Marcus Steele, financial director, Carreras Limited. - File

Carreras Limited has posted a near $4.3 billion one-off gain, identified only as 'distribution from subsidiaries' but the funds have had no impact on its bottom line.

The funds - which appear on the 'company' profit and loss statement but not the group accounts - on the face of it doubled the profits of Carreras the company.

But Carreras the group actually ended its financial year at March 31, 2009, with much lower profits.

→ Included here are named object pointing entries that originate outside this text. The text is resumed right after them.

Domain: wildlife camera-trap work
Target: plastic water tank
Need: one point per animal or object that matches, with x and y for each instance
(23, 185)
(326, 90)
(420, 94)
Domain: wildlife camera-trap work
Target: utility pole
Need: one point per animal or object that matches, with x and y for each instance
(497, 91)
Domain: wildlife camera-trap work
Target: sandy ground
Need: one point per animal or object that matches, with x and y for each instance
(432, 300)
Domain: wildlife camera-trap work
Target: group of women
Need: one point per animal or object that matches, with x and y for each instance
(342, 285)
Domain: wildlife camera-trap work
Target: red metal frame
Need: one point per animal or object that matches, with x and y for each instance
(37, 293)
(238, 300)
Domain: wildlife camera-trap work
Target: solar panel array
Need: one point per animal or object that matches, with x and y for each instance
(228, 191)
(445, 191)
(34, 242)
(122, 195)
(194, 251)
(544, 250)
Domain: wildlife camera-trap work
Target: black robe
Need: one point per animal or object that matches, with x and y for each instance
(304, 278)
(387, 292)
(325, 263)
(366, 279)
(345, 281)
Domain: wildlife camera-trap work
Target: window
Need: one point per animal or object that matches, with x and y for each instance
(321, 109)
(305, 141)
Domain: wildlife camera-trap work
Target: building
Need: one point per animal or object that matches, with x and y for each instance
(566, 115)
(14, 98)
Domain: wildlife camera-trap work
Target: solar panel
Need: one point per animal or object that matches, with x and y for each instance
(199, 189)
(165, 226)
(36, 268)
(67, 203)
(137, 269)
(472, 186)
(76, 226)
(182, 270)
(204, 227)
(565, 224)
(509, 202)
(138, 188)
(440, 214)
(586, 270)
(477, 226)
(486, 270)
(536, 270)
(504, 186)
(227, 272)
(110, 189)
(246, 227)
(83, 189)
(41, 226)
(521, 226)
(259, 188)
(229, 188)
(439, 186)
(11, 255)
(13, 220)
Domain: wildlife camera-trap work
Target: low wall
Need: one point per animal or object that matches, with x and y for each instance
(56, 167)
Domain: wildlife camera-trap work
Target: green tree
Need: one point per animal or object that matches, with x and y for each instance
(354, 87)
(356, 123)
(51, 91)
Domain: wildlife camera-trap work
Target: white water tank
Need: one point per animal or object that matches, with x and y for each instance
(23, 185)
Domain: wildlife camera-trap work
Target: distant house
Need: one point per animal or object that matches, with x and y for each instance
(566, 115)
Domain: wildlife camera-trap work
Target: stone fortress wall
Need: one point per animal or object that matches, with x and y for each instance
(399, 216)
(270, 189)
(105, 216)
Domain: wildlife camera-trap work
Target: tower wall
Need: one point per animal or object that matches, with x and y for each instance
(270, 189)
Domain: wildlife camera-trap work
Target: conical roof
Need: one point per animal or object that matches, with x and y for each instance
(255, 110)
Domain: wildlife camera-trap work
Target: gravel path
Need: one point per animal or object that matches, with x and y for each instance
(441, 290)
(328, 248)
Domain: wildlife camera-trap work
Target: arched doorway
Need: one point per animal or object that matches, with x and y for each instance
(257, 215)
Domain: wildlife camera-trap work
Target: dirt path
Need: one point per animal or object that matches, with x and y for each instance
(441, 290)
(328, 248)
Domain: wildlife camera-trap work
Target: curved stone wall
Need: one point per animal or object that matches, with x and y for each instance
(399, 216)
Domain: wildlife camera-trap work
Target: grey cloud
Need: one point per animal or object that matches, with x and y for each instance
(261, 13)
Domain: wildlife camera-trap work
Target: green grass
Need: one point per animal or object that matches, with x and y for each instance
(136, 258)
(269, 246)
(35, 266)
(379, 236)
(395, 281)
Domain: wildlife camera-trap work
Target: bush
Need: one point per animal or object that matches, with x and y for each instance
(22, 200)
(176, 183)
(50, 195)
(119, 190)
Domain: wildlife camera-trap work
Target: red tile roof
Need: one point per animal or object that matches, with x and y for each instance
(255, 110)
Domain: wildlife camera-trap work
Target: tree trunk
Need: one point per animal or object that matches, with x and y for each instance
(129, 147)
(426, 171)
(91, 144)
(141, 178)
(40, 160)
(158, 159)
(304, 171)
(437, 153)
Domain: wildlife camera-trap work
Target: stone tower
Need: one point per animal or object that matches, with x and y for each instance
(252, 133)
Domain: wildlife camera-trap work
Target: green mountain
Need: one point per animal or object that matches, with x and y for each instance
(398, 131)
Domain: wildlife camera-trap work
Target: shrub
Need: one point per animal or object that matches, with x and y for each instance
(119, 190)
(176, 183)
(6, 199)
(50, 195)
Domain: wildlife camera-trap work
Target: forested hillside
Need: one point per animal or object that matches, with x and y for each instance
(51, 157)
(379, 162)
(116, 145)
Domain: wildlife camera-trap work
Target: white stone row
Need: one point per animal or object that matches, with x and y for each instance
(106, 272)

Bottom-line income on the 'group' accounts was half a billion lower, falling from $4 billion or $8.24 per share to $3.5 billion or $7.27 per share, year-on-year.

In-and-out entries

The 'company', on the other hand, reported profit of $7.4 billion, more than double the $3.6 billion in bottom-line income reported in 2008.

Financial director Marcus Steele said the $4.3 billion entry was treated as an 'elimination', representing funds that were paid out to shareholders.

It's an 'in-and-out' entry," Steele said yesterday.

The monies included the special distribution made to shareholders after the Tax Audit and Assessment Department's phyrric victory over Carreras in a tax fight that denied the treasury more than $3.4 billion of penalty that the tax department had imposed on an inter-company transfer of funds involving the now dormant cigarette manufacturing subsidiary.

TAAD won the legal argument that the transfer was tantamount to a loan and taxable, and got a judgement of $2.17 billion plus another $100 million from the five per cent penalty charge allowed by the court.

Special distribution

The special distribution to shareholders pushed dividends paid by Carreras to a record $7 billion, some $4 billion was noted as intra-group transfers that Steele said would have been remitted to parent British American Tobacco, which owns 50.4 per cent of Carreras.

The distributions were also reflected on the company's balance sheet.

Carreras liquidated $2.9 billion of repos, while its stash of cash was down by $1.4 billion, totalling $4.3 billion of current assets.

There is on the other side of the group's balance sheet a similar decline in the company's net worth, which is down to $3.47 billion, from $7.77 billion.

Group assets fell from $8.5 billion to $3.8 billion as a result.

Carreras' lower profits at March 2009 were forewarned by the company, which in its third quarter, said it expected future performance to be weighed down by the increase in the special consumption tax on tobacco, continued rivalry from illicitly imported cigarettes, and inflation and foreign exchange risk.

The company raised prices to boost top line revenue, gaining almost two billion more in sales, from $9 billion in FY 2008 to $10.9 billion in the reporting period.

The costs incurred in building inventory and moving the product to market outpaced the revenues gains by $100 million; that plus higher marketing and administrative costs cut operating profit from $5.8 billion to $5.2 billion, and profit after tax by half a billion.